A few weeks ago I got a CEL tested and the reader said ECM. Then the CEL went out. So when I brought it to Midas to have it looked at for a second opinion I was told essentially to “go home, wait for the CEL to come on again.” Two days later my car wouldn’t start.
It’s an 06 CE. It has 130k miles on it, so reading online that an ECM could go out at 125k miles I thought the worst and having called multiple shops in town, I got the impression that the only people who could do an ECM that wasn’t plug/play was the dealer.
What I thought it was/wasn’t really isn’t important. The dealer refused to touch the car until they could run a $130 diagnostic. Begrudgingly I greenlit this and they found some problems like a leaky gasket, a serpentine belt about to pop and a bad starter. I opted to get the starter replaced (aftermarket) and drive the car home and let my buddy fix the rest of the stuff.
It drove off the dealer lot. Started this morning and then died at Starbucks 10 minutes later. Wouldn’t start until my buddy jumped it from his car (it started even easier than it usually does on a good day without a jump) at that! Went to leave work, it wouldn’t start. So it’s spending the night in the museum lot.

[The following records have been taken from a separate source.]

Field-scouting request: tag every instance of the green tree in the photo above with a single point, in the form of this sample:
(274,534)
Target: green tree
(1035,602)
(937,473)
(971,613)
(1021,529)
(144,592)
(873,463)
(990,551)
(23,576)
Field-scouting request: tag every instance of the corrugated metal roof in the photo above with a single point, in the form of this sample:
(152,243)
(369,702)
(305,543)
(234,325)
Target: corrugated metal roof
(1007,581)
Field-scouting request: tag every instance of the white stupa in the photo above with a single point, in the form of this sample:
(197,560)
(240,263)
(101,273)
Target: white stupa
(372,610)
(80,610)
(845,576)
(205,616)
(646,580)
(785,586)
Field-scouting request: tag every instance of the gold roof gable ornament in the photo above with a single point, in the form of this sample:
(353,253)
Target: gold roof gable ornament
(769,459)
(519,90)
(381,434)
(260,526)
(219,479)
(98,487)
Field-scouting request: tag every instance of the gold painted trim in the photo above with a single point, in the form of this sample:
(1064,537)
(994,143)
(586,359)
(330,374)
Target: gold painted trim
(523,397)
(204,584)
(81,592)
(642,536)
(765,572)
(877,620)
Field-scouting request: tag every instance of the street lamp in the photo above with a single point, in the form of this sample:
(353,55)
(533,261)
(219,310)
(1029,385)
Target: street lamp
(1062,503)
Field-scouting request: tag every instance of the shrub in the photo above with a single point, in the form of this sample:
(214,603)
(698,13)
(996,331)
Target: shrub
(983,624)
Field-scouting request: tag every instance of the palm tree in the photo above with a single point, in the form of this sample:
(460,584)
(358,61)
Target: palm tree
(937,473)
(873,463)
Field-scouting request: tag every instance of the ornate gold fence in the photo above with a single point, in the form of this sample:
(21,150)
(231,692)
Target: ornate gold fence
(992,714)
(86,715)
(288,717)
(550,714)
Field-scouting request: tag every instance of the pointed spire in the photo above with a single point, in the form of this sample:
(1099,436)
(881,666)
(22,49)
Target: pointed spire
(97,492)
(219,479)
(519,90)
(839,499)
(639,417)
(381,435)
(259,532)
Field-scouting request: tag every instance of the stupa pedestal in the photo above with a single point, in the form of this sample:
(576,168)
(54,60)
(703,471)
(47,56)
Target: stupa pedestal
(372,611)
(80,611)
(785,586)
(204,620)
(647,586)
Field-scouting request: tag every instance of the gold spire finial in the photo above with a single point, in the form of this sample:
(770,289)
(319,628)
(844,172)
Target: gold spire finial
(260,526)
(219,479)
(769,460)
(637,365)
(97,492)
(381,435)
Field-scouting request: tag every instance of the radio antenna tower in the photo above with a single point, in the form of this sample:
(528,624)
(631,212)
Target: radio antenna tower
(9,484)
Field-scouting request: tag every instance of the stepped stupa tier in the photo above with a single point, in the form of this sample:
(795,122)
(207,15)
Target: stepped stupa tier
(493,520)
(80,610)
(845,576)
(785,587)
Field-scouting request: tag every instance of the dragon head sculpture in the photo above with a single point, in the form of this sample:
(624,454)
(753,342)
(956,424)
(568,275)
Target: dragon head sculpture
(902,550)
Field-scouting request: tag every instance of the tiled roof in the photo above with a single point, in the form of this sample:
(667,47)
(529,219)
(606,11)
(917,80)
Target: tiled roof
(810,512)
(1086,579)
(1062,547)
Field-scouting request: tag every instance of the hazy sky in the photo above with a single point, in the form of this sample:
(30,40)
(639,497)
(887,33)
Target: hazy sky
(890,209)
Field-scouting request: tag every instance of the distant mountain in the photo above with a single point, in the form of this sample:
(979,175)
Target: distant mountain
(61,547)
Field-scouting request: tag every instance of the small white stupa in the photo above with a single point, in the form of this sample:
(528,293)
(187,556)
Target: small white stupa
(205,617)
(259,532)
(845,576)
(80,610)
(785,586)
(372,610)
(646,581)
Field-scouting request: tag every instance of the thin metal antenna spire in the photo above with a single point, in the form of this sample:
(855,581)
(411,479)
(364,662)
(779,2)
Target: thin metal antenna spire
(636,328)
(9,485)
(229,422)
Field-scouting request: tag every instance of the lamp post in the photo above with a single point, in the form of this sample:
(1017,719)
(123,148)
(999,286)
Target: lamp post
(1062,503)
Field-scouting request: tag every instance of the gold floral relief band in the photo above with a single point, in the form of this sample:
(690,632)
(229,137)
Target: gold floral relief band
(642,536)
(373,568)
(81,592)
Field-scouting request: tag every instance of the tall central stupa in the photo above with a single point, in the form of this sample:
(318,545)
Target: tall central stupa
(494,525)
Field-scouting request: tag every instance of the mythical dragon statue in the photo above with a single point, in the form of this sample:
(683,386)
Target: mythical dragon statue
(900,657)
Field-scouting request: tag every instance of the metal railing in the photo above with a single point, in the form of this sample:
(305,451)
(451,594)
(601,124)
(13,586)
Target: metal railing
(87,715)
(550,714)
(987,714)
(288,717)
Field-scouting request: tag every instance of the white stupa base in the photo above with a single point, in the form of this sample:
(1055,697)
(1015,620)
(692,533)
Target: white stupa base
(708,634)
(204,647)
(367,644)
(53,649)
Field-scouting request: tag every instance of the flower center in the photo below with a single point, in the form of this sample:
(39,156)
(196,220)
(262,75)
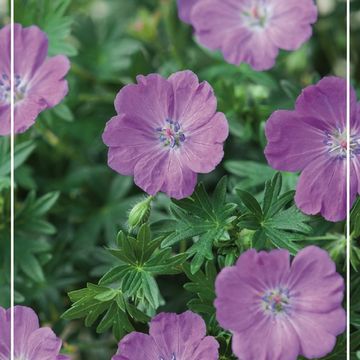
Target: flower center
(5,88)
(171,134)
(173,357)
(276,301)
(336,143)
(257,15)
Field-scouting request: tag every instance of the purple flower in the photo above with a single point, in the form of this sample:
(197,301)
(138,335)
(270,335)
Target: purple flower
(185,7)
(278,311)
(38,80)
(166,131)
(312,139)
(31,342)
(250,31)
(172,337)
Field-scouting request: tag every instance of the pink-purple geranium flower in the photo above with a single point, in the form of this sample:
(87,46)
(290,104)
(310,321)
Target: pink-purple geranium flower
(38,80)
(279,311)
(31,342)
(172,337)
(250,31)
(312,139)
(165,132)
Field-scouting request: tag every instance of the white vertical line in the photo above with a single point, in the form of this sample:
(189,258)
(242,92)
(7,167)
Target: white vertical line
(348,174)
(12,213)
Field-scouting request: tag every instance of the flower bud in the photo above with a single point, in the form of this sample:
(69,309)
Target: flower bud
(140,213)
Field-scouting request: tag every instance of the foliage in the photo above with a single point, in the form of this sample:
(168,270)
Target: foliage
(74,234)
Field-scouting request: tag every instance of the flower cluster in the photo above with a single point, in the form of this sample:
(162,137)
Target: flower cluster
(38,80)
(165,132)
(250,31)
(31,342)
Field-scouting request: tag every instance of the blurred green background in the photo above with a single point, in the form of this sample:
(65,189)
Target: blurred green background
(70,205)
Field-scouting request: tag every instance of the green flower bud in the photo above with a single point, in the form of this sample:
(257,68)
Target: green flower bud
(140,213)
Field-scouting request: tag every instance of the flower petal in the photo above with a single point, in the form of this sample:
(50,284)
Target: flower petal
(137,346)
(315,286)
(293,141)
(326,101)
(177,333)
(194,102)
(300,14)
(237,302)
(25,323)
(317,332)
(5,120)
(155,95)
(267,339)
(185,7)
(31,48)
(5,50)
(206,350)
(48,81)
(322,189)
(5,334)
(123,130)
(179,181)
(42,344)
(26,112)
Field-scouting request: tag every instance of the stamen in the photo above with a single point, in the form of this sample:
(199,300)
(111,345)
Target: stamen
(5,88)
(276,301)
(171,135)
(336,143)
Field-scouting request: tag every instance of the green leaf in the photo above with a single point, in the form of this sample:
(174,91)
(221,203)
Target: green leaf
(203,217)
(203,285)
(21,152)
(276,221)
(251,203)
(96,301)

I went to an autoparts store after work and they said it likely couldn’t be the battery because all my lights come on and the radio comes on. What they don’t know is that I’ve been told a couple times that the battery charge was low (one guy in 2021 said it’d be a miracle if I made it thru the winter) and my beams are so dim that my girlfriend refuses to drive my car at night. So I kinda think it might be the battery–and if it is, why wouldn’t the dealer pick up on it?
Please help. I’m on fixed income and short of yelling at the dealer (which I already did) I don’t know where to go.
Unfortunately I won’t be able to answer that till tomorrow when I get back to work and can test the car, I seem to remember the CEL is still on. It’s been on non-stop since just before the car failed. She told me on the phone explicitly they didn’t even pull the ECM to look at it, despite getting the same code reading that autozone did about the bank 1 being lean in the ECM.
Dealer called back (about a week before they’ll get to it if I do bring it back) and said something to the fact that they think it might be because I have an “aftermarket key…something something immobilizer…ecu.”
She couldn’t explain why it started right up when we jumped it from a buddy’s car. Nor why it started up slightly after that but then 6 hours later wouldn’t start. Is that not a dead battery?
and take a peek at the battery connections while you’re getting the battery tested. If it jumped super quick, it’s a good possibility that the battery connections are just loose or dirty and you hooking up jumper cables wiggled it enough to make good contact.
ECM faults are rare by reports here. The more usual problems affecting starting are sensors, actuators, starter motor, battery, and alternators. If this problem happens again
verify CEL turns on with key in “on” , engine not started
determine whether or not CEL then turns off after cranking & engine starts
If CEL remains on after engine starts, determine the corresponding diagnostic code(s), and post here
Ask shop do the basic battery/alternator quick-check: Before first start of day battery should measure about 12.6 volts; then immediately after starting engine, 13.5 to 15.5 volts. If different from that, post the number here.
Best of luck, hoping you have the problem solved now.
Huh, belt not cut? Let me take a look again. It’s cut now, fixed it for ya.
I was at the dealer for a recall maybe 50k miles ago. The kid warned me that I had bad oil leaks from both the front and rear seals. Thanked him, went to another shop and no leaks when the put it on the lift. It was a miracle. They wouldn’t charge me for the inspection so I scheduled plug changes with them. I guess I don’t blame the dealer since that was the kids job to find problems. Still I like to reward honest mechanics.